La jugada maestra

Crítica de Carlos Schilling - La Voz del Interior

Una mente en jaque

La vida de Bobby Fischer llevada al cine descuida al que posiblemente sea su público más fiel. Y diluye la profundidad de la historia, en medio de la guerra fría.

Hay dos tipos de público para esta película sobre Bobby Fischer. Por un lado, los amantes del ajedrez que conocen la biografía y la forma de jugar del gran ajedrecista norteamericano. Por otro lado, el resto de las personas.

Se supone que los segundos suman más que los primeros y es lógico que La jugada maestra apunte a ellos como sus eventuales espectadores.

Sin embargo, esa decisión racional se garantiza la decepción de lo que podría haber sido el público más fiel, ese que ha estudiado las partidas de Fischer y no ha dejado de asombrarse por la precisión y la agudeza de sus jugadas.

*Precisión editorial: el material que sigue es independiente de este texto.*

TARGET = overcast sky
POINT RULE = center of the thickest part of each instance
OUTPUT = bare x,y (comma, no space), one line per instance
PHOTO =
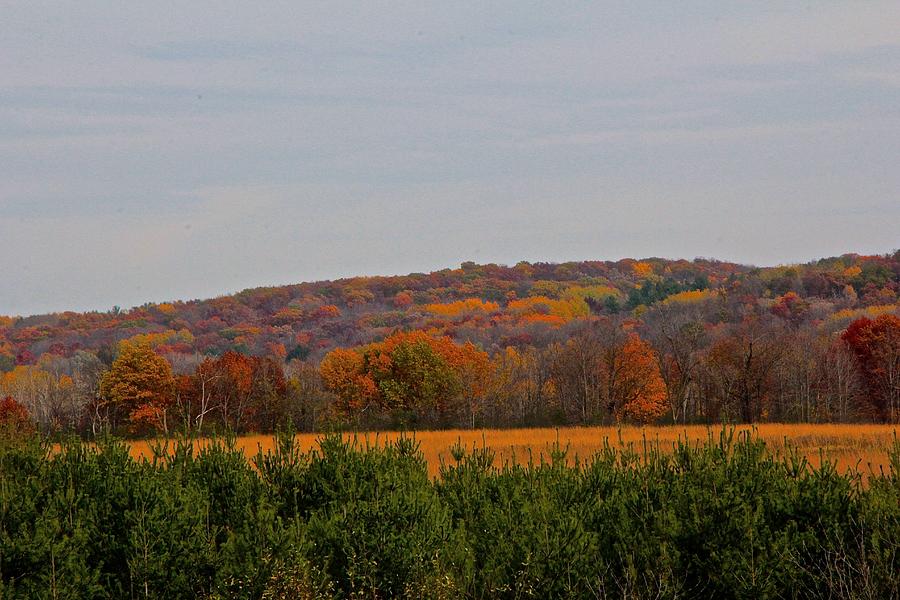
153,151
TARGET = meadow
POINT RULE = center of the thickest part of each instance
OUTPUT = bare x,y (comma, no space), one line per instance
862,448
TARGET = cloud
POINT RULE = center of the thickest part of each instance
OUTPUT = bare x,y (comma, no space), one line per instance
182,150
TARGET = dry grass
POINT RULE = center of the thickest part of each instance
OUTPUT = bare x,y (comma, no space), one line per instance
850,446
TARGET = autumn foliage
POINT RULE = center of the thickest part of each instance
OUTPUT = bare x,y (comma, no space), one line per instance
479,345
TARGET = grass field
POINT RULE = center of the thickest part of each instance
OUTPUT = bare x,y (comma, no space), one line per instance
851,446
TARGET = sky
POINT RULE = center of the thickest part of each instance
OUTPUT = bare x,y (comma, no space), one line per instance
159,151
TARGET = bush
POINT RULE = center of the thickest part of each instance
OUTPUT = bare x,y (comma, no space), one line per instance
724,520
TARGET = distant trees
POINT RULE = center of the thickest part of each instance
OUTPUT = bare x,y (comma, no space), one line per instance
409,375
876,345
537,343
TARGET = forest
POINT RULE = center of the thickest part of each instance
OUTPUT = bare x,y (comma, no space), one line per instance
631,341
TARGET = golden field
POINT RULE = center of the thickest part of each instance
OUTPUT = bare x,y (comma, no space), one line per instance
864,447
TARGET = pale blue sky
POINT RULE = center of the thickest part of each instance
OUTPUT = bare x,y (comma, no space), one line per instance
189,149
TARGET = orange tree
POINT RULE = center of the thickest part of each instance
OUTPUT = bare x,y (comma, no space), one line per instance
876,345
409,373
139,386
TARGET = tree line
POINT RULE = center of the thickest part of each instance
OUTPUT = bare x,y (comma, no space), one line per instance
671,365
723,520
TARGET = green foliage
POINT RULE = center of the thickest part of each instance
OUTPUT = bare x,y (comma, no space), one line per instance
724,520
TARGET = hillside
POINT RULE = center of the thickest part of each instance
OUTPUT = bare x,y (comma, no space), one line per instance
724,338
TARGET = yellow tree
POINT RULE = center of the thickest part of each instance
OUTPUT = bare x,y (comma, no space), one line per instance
140,385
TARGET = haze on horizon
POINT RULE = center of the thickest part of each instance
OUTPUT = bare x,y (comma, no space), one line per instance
184,151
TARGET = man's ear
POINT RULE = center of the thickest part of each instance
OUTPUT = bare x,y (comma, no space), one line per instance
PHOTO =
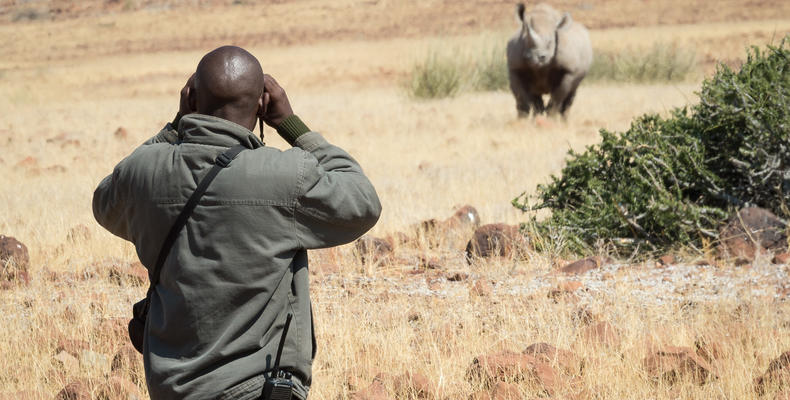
191,98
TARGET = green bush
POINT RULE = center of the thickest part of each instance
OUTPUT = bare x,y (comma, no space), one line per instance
669,182
661,63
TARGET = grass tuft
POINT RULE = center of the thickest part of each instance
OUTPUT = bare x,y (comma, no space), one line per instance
661,63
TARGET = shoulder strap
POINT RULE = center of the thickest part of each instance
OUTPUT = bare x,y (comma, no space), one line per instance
222,161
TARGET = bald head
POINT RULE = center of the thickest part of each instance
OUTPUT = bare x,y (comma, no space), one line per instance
229,85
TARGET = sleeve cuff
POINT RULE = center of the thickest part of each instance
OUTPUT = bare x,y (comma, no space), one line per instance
291,128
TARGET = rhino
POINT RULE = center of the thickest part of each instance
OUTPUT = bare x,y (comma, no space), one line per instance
550,54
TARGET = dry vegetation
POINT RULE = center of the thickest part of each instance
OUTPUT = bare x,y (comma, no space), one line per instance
69,79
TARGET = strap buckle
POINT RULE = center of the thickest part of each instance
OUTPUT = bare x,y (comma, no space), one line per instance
223,160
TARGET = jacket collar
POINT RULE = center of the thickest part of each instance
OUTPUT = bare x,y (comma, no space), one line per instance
213,131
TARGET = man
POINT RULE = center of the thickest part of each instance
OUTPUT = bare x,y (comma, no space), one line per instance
239,266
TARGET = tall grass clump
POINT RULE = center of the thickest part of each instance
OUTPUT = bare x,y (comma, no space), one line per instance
438,76
661,63
669,182
447,72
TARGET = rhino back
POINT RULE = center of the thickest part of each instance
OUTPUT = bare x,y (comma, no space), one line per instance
574,50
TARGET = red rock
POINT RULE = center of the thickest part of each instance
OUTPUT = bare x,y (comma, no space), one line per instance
373,250
72,346
495,240
512,367
78,233
134,274
750,230
76,390
376,391
482,288
414,386
118,388
781,258
601,334
14,260
581,266
673,364
127,362
500,391
565,359
121,133
667,260
777,375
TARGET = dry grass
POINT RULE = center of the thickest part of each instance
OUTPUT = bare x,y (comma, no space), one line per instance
424,158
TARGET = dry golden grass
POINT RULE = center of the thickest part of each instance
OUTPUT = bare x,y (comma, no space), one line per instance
66,86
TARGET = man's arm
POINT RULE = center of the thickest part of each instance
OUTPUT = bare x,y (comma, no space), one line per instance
336,203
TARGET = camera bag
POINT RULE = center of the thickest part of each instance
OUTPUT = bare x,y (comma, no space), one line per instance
140,309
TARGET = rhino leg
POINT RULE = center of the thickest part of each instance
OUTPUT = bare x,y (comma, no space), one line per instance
525,99
563,94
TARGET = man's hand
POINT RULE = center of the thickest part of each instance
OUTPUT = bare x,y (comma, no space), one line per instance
276,107
183,105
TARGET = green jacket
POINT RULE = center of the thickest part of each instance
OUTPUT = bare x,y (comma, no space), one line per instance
239,266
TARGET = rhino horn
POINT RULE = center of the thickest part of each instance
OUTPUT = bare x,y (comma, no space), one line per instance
520,11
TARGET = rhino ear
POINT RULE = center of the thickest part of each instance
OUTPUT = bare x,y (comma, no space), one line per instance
520,11
565,21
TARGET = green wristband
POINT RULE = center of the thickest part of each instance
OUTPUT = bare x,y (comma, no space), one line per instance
291,128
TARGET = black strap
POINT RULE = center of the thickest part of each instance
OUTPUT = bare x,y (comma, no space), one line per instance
222,161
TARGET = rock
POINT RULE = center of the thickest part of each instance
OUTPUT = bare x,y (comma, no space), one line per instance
14,260
78,233
121,133
94,361
781,258
667,260
601,334
581,266
512,367
66,362
376,391
500,391
673,364
777,375
75,390
750,230
414,386
373,250
481,288
495,240
134,274
118,388
127,362
708,349
72,346
565,359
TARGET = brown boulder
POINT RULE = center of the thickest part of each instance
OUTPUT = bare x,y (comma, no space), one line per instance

De modo que no es el Fisher del tablero el que muestra esta película, sino el Fischer de los manuales de psiquiatría.

Hay un acuerdo más o menos generalizado en que el gran campeón norteamericano sufría síndrome de Asperger y que esa condición derivó en una paranoia, ya evidente incluso en el momento en que enfrentó a Boris Spassky por el título mundial en Islandia, en 1972, cuando tenía 29 años.

En la trama de La jugada maestra, el mapa de esa mente brillante y perturbada es superpuesto al mapa político de la Guerra Fría, en uno de los períodos de máxima intensidad, a finales de la década de 1960 y principios de la de 1970, cuando el equilibrio de fuerzas planetario parecía estar a punto de sucumbir en un apocalipsis nuclear.

En ese sentido, la película no agrega nada a lo ya se sabía acerca de las presiones que ejerció el gobierno de los Estados Unidos para transformar a Fischer en una pieza importante de su aparato de propagada anticomunista. El mismo secretario de Estado de la época –nada menos que Henry Kissinger– lo llamó personalmente para comunicarle el significado patriótico de la partida.

Lo más interesante de esta biopic –además de las actuaciones de Tobey Maguire como Fischer y Liev Schreiber como Spassky– es la distancia clínica y la profunda comprensión histórica del director y los guionistas para exponer las características de ese tiempo conflictivo sin caer en tentaciones moralistas ni ideológicas.

Si se suman la excelente reconstrucción de época y la destreza para infundirle tensión a una serie de episodios más patéticos que dramáticos, el resultado es una buena película sólo no recomendable para los amantes obsesivos del ajedrez.